To begin with, you have apparently switched horses in mainstream. In your original statement (SLJ, May 1974), you complained that children’s books are not in the literary mainstream because of their outmoded styles, devices, or novelistic construction. “From where we sit, books for children are more accurately described as the last bastion of yesterday’s literary methods and standards.” But in your recent editorial, you argue that books for children are excluded from mainstream literature because of the myopic views of the sponsors of the National Book Awards and the new National Book Critics Circle — and also because of the stupidity and the strident insistence of pressure groups. I must point out that I never suggested that ignorance, commercialism, or didacticism are dead; all three, in fact, continue to plague adult books as well as children’s. Moreover, it is difficult for me to see how the book world can be expected to take children’s literature seriously when one of its professional critics uses such uncritical supports as hurling epithets or threatening to throw chairs.

The problem is not one of providing “evidence” that children’s books are within the literary mainstream but of deciding on the meaning of mainstream, which has nothing to do with popular acclaim or even acknowledgement. Although it is unfashionable to bring the past to bear on the present, hindsight can be revealing. If public acceptance were the criterion, then doubtless Helen Hunt Jackson — and not Emily Dickinson — was a mainstream writer of her time. And surely Melville — who was neglected during his lifetime and whose Billy Budd was not even published for more than a quarter of a century after his death — was not contemporaneously viewed as a mainstream novelist. Children’s books are part of the literary mainstream when they are produced with as much intellectual honesty as good adult books and judged by the same qualitative standards. This statement is neither “hogwash” nor “self-defeating complacency”; it is simply a definition of a term.

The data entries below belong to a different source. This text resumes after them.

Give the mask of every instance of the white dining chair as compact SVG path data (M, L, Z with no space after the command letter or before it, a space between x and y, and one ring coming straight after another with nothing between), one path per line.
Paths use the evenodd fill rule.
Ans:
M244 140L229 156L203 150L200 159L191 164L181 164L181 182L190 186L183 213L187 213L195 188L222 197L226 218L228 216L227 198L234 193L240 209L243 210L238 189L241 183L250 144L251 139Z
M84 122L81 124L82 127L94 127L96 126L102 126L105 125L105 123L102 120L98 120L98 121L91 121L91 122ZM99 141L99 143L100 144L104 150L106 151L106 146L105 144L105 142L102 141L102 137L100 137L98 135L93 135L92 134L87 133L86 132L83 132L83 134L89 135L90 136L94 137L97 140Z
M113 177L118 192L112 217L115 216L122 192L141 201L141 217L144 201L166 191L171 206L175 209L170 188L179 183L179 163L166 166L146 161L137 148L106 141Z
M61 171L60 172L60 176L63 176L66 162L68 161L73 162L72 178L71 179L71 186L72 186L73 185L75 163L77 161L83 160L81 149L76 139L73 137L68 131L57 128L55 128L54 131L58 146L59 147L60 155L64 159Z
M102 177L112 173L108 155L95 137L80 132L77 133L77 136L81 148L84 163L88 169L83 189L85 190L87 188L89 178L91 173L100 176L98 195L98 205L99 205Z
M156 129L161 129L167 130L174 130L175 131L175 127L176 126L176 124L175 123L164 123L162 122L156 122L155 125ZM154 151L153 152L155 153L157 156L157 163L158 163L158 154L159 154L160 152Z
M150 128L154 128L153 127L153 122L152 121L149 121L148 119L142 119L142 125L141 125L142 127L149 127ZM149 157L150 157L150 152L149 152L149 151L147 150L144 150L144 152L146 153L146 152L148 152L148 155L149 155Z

Actually, I am heartily tired of the imprecise, much-misused catchword mainstream. I discussed it in my editorial — as I indicated — because I had recently been asked to speak on the subject. Moreover, if you would read over what I said, you would see, I think, that I was not “invoking Anne Carroll Moore and Bertha Mahony Miller” but was merely ruminating on the historical development in children’s book criticism of what I called the “well-worn metaphor.” But if the term has any meaning at all, I am certain that the serious writers and artists who produce important children’s books have a right to consider their own work within the mainstream of creativity. The burden of proving this fact to the rest of the book world rests, of course, upon people like you and me; and if we have failed so far, it is even more urgent that we keep on trying.

If you read over my editorial, you will discover also that your last statement about it is appallingly untrue. I realize that it is your suspicion and one of your favorite themes that many children’s book specialists are incapable of or uninterested in reading adult books; but you should make specific charges more carefully. Nowhere in my exploration of the subject did I say or in any way imply “the notion…that children’s book people can comfortably ignore without loss to themselves and to good writing for children what is going on in writing for adults.” I find the idea and the accusation equally shocking. On the other hand, it is perfectly legitimate, in a rational discussion, to point out that many critics hold that the modern novel often wanders into eccentricity; only recently, C. P. Snow observed gloomily that “this century has produced no Tolstoy, Dostoevsky, Proust, or Balzac ... no Dickens, Trollope, Hardy.” Such book discussions can be interesting and fruitful; but no Horn Book editor — or reviewer — has ever made the preposterous suggestion that the world of adult literature should be ignored.